Castle me récita ce poème, qu’on ne trouve pas dans les Livres de Bokonon :

J’ai fait mes adieux au gouvernement Et j’ai donné mes raisons : Une bonne religion Doit être une trahison.

— C’est également Bokonon, dit Castle, qui a proposé le croc comme châtiment du bokononisme. Il en avait eu l’idée au musée de Madame Tussaud, dans la Chambre des horreurs. (Il me fit un clin d’œil vampirique.) Ça aussi, c’était pour pimenter l’affaire.

— A-t-on exécuté beaucoup de personnes de la sorte ?

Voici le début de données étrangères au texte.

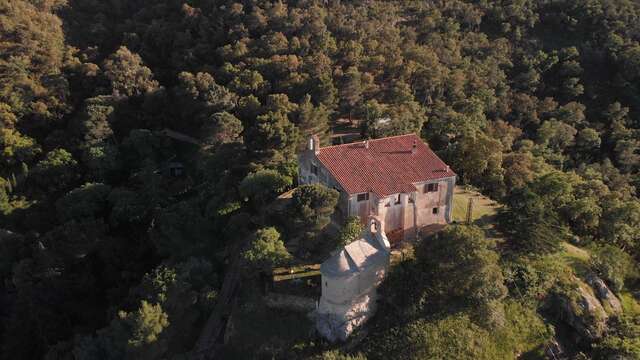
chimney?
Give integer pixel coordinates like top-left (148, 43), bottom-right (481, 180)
top-left (307, 135), bottom-right (320, 155)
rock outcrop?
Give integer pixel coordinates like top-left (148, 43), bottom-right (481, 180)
top-left (556, 274), bottom-right (622, 342)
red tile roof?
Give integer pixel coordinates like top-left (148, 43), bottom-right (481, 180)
top-left (317, 134), bottom-right (455, 197)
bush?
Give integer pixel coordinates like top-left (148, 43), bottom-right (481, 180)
top-left (243, 227), bottom-right (291, 269)
top-left (337, 216), bottom-right (364, 248)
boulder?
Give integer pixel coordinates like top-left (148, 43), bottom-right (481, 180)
top-left (585, 274), bottom-right (622, 316)
top-left (556, 274), bottom-right (622, 342)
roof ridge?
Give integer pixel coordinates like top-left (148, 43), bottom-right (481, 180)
top-left (319, 133), bottom-right (422, 150)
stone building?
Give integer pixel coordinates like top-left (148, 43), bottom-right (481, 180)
top-left (298, 134), bottom-right (456, 243)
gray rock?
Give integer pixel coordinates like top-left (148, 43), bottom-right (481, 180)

— Pas au début, pas au début. Au début, on se contentait de faire croire au peuple qu’il y avait eu des exécutions. On faisait circuler des rumeurs, mais personne n’avait vraiment connu quelqu’un qui fût mort de cette façon. McCabe s’est donné du bon temps en accablant de menaces sanguinaires les bokononistes – c’est-à-dire tout le monde. Puis, Bokonon a pris le maquis. Confortablement installé dans la jungle, il passait ses journées à écrire, à prêcher et à manger les bonnes choses que lui apportaient ses disciples. McCabe réunissait les chômeurs – c’est-à-dire pratiquement tout le monde – et organisait de grandes chasses à l’homme pour trouver Bokonon. Tous les six mois environ, McCabe annonçait triomphalement que Bokonon était entouré d’un cercle d’acier qui se resserrait impitoyablement sur lui. Et puis tôt ou tard, les responsables de ce cercle impitoyable venaient au rapport : dépité, apoplectique, McCabe apprenait d’eux que Bokonon avait accompli l’impossible. Il s’était échappé, évaporé, il vivait, il prêchait encore. Miracle !

Pourquoi l’âme de McCabe devint vulgaire

— McCabe et Bokonon n’ont pas réussi à élever ce qu’on pense généralement être le standard c’est-à-dire le critère de la vie, dit Castle. La vérité, c’est que la vie demeurait toujours aussi courte, aussi brutale, aussi misérable.